Bivariate analysis of the independent factors was done to calculate the crude odds ratio for the same. Bivariate analysis of multimorbidity with different variables like age, gender, education status, occupation, alcohol duration, physical activity, family history of chronic diseases was taken into consideration.
Bivariate and Multivariable analysis of different factors with Multimorbidity Characteristics.
Discussions
Multimorbidity of noncommunicable diseases is becoming more prevalent globally, and this has rising implications for the treatment of individual patients, estimation of disease burden in communities, and efficacy and efficiency of the health system 5 . However, very little research has been undertaken in low middle income countries regarding multimorbidity, where 80.0% of the burden of non-communicable diseases (NCD) falls 22 (16). This is a cross-sectional study which was conducted to document the prevalence of common multimorbidity and its associated factors among population of Mechinagar Municipality.
Socio-demographic characteristics and Behavioral risk factors
In this study majority of the participants were from age group 50-59yrs. The mean age of participants in our study was 51.55 ± 15.89 years . The mean age of 69.9yrs was found in a study done by Uday et al in rural area of Sunsari and Morang district 22 which is higher than our the study. The age of participants is higher than our study as they have taken only older adults while our study has incorporated all adult population>20yrs.The majority (61%) of female participants in our study is also comparable to the sex ratio of the country according to latest census 2011 which is 94.2 male per hundred female. 23
This study showed that only 10.3 % were current smoker and 4.6% were former smoker . These data were almost similar to the figures from a study done in eastern Nepal by Sharma et all where 11.9% were current smoker and 8.8% were former smoker. 24 Our study also showed that , only 2.0% of the participants were involved in >60mins/day physical activity, 4.3 % involved in 30-60mins physical activity per day.

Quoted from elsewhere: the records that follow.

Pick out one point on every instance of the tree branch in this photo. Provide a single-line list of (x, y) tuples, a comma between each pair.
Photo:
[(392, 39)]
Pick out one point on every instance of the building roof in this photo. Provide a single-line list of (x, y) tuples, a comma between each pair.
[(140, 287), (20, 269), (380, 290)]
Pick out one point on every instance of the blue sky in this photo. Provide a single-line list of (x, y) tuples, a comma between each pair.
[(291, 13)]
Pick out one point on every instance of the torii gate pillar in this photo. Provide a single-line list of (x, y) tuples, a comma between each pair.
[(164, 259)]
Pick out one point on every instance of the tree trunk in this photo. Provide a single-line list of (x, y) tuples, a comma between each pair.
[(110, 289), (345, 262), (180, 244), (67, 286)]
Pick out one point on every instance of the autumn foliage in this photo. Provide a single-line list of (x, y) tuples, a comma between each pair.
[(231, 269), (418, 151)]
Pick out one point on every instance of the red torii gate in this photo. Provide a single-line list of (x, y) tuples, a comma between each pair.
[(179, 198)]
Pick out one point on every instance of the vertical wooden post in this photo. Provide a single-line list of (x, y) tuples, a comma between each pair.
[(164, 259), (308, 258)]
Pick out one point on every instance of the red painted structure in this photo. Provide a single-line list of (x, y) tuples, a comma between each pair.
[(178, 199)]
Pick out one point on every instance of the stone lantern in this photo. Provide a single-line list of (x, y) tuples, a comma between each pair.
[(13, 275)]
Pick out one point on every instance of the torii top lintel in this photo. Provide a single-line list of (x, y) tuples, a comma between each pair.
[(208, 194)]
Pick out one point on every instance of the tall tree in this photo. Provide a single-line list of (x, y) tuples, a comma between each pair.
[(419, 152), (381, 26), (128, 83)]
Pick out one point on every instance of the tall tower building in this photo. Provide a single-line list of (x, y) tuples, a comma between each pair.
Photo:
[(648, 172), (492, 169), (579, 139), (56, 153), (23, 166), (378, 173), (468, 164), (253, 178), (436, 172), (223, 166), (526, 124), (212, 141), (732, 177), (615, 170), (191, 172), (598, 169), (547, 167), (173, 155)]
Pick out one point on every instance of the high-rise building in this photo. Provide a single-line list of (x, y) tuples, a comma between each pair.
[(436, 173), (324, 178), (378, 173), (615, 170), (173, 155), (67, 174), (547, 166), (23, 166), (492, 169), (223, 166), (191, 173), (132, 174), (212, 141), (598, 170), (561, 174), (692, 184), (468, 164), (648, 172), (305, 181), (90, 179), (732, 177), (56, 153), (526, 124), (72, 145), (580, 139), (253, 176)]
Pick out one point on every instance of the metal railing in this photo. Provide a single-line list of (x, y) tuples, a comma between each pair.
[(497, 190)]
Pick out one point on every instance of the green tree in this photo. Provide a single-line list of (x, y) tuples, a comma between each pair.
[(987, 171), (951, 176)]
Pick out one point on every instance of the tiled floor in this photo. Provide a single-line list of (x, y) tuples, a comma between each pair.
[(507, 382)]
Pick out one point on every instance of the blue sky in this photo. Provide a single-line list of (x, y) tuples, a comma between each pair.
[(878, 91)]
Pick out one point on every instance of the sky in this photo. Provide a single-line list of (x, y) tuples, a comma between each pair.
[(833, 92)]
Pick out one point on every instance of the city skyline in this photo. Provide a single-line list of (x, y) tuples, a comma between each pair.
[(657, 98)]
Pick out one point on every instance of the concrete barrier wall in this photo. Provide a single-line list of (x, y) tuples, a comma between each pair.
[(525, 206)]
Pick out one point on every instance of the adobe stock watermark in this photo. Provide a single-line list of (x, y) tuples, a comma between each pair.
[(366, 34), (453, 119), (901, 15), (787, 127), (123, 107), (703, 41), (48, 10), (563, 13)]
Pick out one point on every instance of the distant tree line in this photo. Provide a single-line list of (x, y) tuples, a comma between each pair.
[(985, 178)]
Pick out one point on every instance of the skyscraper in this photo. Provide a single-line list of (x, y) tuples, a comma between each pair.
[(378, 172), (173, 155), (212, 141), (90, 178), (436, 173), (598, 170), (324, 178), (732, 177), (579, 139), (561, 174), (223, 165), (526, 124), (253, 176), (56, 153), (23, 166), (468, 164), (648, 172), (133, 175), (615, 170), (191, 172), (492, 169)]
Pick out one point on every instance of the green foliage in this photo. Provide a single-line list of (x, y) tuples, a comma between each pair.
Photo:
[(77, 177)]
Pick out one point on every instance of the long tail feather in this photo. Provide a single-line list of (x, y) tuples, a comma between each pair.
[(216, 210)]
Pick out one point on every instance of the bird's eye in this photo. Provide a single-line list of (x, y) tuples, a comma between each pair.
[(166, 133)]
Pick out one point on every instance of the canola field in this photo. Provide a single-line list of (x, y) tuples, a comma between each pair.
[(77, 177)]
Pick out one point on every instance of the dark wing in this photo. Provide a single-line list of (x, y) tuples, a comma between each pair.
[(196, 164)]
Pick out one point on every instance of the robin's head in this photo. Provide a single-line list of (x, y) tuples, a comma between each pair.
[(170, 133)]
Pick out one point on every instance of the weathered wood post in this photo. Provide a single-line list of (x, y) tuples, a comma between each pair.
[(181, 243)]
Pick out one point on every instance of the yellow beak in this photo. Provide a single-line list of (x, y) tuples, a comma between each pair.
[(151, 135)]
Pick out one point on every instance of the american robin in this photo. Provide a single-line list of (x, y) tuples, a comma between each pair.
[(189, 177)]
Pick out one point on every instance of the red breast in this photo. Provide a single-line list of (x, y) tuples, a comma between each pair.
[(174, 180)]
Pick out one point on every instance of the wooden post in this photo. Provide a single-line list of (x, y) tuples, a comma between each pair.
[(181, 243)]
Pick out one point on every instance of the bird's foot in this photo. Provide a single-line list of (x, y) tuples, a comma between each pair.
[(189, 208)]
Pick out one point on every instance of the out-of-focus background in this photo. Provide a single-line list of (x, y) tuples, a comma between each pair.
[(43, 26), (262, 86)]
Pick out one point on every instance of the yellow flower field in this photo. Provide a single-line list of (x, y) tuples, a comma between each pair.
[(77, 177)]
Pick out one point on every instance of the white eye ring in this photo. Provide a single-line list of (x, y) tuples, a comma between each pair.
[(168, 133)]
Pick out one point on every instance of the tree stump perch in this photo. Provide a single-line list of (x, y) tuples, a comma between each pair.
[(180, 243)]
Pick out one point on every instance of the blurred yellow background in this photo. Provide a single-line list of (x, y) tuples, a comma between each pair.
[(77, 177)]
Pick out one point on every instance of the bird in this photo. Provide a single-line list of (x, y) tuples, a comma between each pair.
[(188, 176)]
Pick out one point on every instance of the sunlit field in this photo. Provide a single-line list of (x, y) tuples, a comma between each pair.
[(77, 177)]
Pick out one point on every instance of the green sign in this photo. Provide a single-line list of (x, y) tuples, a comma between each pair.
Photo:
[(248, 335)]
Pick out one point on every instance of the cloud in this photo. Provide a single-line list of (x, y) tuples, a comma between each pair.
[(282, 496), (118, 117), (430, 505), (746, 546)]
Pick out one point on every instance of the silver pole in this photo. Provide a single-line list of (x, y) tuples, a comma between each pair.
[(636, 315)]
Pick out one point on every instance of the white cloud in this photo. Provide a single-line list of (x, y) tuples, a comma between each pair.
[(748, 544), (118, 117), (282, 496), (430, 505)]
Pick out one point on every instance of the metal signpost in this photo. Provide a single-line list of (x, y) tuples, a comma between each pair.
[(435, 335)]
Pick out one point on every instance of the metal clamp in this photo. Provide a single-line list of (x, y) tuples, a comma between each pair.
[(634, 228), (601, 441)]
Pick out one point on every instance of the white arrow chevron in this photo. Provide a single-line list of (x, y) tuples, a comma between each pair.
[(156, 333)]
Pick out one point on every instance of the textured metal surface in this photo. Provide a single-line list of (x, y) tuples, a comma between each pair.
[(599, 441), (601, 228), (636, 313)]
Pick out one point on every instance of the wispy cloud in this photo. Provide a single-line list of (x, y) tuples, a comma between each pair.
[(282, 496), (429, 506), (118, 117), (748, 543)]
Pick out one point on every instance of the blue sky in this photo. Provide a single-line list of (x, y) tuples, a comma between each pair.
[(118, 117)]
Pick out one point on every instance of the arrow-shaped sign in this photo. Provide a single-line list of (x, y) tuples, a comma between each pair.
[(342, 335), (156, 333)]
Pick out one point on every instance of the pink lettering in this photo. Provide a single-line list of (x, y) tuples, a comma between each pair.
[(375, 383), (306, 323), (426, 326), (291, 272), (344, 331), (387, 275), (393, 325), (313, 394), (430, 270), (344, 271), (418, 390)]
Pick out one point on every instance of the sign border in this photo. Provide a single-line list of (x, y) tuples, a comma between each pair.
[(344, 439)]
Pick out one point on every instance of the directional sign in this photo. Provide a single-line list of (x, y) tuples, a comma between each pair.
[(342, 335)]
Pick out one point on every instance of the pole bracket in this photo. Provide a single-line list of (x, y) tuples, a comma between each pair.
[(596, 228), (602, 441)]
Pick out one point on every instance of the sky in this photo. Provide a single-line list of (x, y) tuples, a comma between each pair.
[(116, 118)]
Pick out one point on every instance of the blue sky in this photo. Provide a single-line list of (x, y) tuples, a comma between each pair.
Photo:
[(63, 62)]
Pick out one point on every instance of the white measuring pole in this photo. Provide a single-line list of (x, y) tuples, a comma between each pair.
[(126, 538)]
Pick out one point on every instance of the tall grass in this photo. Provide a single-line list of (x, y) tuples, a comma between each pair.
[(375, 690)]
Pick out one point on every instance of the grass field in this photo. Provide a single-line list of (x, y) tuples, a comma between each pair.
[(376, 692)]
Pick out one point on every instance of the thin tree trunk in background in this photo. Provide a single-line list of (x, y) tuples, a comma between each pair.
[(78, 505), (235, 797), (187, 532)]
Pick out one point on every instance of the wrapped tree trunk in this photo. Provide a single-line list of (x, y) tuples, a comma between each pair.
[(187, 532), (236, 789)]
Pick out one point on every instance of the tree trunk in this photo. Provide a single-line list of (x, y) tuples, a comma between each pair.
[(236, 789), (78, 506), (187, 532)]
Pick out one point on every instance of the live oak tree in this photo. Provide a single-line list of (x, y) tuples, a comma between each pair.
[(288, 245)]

These findings are inconsistent with the findings of the study done by Sharma et all where 37.1% of the study participants were performing >60 min/day physical activity and 25.3% were performing 30–60 min/day physical activity. 24 However , these findings are almost similar to the findings of study done in eastern Nepal where 77.1% of the participants were found to be physically inactive. 22 The findings of our study could be because almost half of the participants were illiterate i.e. 45.1% who are unaware about the benefits of physical activity and there seems to be gap between knowledge into practice in those who have knowledge regarding the benefits of physical activity due to various reason like lack of motivation, busy working hours in office and so on. Health burden of sedentary lifestyle is huge. Thus, the need of adequate intervention and health promotion is paramount. Regarding the fruit intake behavior, 30.4% of the participants consumed only once a week whereas, 23.7% of participants consumed fruits every day and majority of them consumed 3-5times/day which is consistent with the findings done in Eastern Nepal. 24
Around 38.7% of the participants were in obesity category and 19.0% them were pre-obese. These data were higher than WHO STEPwise approach to non-communicable disease risk factor surveillance (STEPS) survey, where 17.7% of the participants were pre-obese and only 4.0% of them were obese. 16 This can be reasoned with the fact that prevalence of sedentary lifestyle in our study population is high and also the second largest group of participants in the study are homemaker which could have attributed to increased weight.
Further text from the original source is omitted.